Я сидела в поезде, глядя, как за окном проплывают серые облака, и впервые за долгое время позволила себе просто ни о чём не думать — только смотреть, как мелькают столбы, как темнеет небо к вечеру.
Мама встретила меня на перроне — маленькая, теплая женщина, чьи руки пахли всё той же ванилью, что и двадцать лет назад, когда она пекла печенье по выходным, пока отец работал над очередным проектом в соседней комнате. Она обняла меня крепко, без единого вопроса, хотя в её глазах читалась тревога — она знала лишь то, что дочь взяла долгий отпуск и уехала в Москву по каким-то «личным делам», не подозревая ни о трёхлетнем расследовании, ни об аукционе, ни о человеке, чьё имя я теперь боялась произносить вслух даже мысленно.
— Ты похудела, — было первое, что она сказала, отстранившись и вглядываясь в моё лицо с материнской, всё замечающей внимательностью. — И глаза совсем не твои.

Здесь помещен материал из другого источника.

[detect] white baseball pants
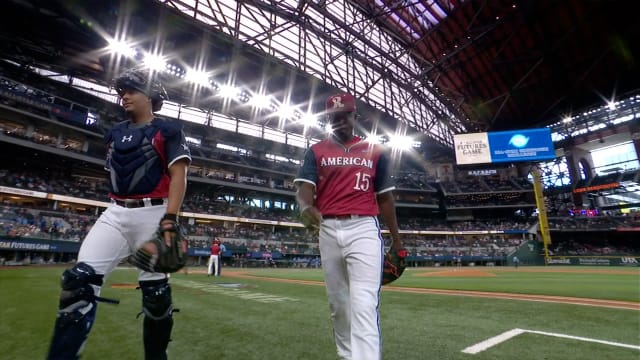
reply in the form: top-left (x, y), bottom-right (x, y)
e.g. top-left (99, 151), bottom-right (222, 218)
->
top-left (320, 216), bottom-right (384, 360)
top-left (78, 205), bottom-right (167, 295)
top-left (207, 255), bottom-right (220, 276)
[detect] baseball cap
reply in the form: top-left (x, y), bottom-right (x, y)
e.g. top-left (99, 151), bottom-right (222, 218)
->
top-left (326, 93), bottom-right (356, 114)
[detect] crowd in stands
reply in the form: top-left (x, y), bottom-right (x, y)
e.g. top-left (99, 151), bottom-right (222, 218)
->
top-left (445, 192), bottom-right (535, 208)
top-left (549, 240), bottom-right (638, 256)
top-left (440, 175), bottom-right (533, 195)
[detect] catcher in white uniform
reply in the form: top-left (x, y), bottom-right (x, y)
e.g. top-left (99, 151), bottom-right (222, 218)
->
top-left (294, 94), bottom-right (402, 360)
top-left (47, 70), bottom-right (191, 360)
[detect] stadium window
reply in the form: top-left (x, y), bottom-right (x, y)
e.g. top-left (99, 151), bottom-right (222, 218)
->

— Устала, — сказала я. — Просто устала.
Она не стала настаивать — просто взяла мою сумку и повела домой, туда, где пахло старым деревом, книгами отца, всё ещё стоящими на полках нетронутыми, и той особой, невосполнимой тишиной, что поселилась в доме после его смерти три года назад.
Первые два дня я почти не выходила из своей старой детской комнаты. Спала подолгу, урывками, просыпаясь от снов, в которых мелькали то тёмный кабинет с камином, то лицо Игоря, застывшее в дверях с папкой в руках, то голос Орлова, звучащий из телефонной трубки. Мама приносила еду, которую я едва трогала, садилась на край кровати, гладила по волосам, ничего не спрашивая, — и от этого ненавязчивого тепла хотелось плакать сильнее, чем от любых расспросов.
На третий вечер, когда за окном уже стемнело и дом погрузился в привычную вечернюю тишину, я спустилась на кухню и застала маму за штопкой старого свитера.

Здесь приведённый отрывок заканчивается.